For the Moment | John Jay

“This week, Jay will be posting from Tokyo on the commodification of Japanese youth culture.”

This could be interesting. The “commodification of Japanese youth culture,” however, is kinda like saying “the liquidification of water.” And it’s always good to start preaching the “real Tokyo” from Le Baron de Paris, which is like discussing the Indochinese peoples at the best French hotel restaurant in Saigon circa 1934.

W. David MARX
January 29, 2008

2 Responses

  1. Chuckles Says:

    I am extremely interested in what Jay has to say.
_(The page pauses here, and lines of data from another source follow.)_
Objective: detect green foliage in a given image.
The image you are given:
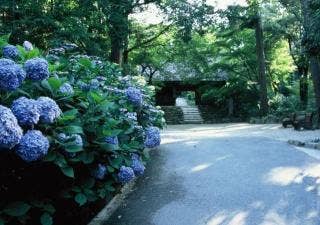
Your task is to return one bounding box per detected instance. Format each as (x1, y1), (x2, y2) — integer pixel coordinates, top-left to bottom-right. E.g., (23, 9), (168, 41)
(0, 38), (164, 225)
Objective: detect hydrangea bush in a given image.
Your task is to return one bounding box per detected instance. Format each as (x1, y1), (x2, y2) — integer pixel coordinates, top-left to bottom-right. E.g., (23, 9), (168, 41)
(0, 37), (164, 225)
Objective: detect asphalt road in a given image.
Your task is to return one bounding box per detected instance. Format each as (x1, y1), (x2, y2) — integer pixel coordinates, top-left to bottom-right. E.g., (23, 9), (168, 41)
(106, 124), (320, 225)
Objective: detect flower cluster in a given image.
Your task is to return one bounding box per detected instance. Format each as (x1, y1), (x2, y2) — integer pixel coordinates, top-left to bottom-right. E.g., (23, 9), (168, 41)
(0, 58), (15, 66)
(59, 83), (74, 95)
(2, 45), (19, 59)
(70, 134), (83, 146)
(126, 87), (143, 106)
(0, 62), (26, 91)
(0, 105), (23, 149)
(11, 97), (40, 126)
(23, 41), (33, 51)
(37, 97), (62, 124)
(24, 58), (50, 81)
(144, 127), (161, 148)
(104, 136), (119, 145)
(92, 164), (107, 180)
(16, 130), (49, 162)
(131, 155), (146, 176)
(118, 166), (135, 184)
His opening words about the world looking to Tokyo, and the West in the role of copier etc, seem to clash with another prophetic piece on Japan’s future that I encountered a couple of days ago at Joi Ito’s blog; viz: http://joi.ito.com/archives/2008/01/16/japan_and_its_gdp.html#comments

    – the idea of a Nihon Cool divorced from economic might seems dubious at best. Even the sort of British Kitsch which obtains on PBS in the States flows, not merely from a ur Kultur ethic that values ole blighty as the repository of a certain kind of bourgeois sophistication – but from a recognition of Britain as a critical and strategic partner in present times.
    One thing is for certain, Nihon Cool is now cliche – and I cringe that someone deployed that in the NY Times (mais pourquoi pas? It is the NY Times after all, home of the international cliche) – It is perhaps as cliche now as street cred, or urban kool – cependant – the increasing irrelevance of Japan as Oki Matsumoto puts it is perhaps overstated – if as nothing more than a conserved motif in the cultural DNA of a cosmopolitan world culture. Perhaps the most interesting view I have encountered of Japan’s role in the world to come is one that adopts a comparison with African Americans – It was by Bill Benzon in 06 over at The Valve: Japan as a source of idioms is a very conciliatory position amidst extremes.


  2. scott Says:

    Thanks for the link to John Jay. Good read.

    This set me straight.

    All this time, I had thought he was a lyricist and back-up vocalist for The Federalists.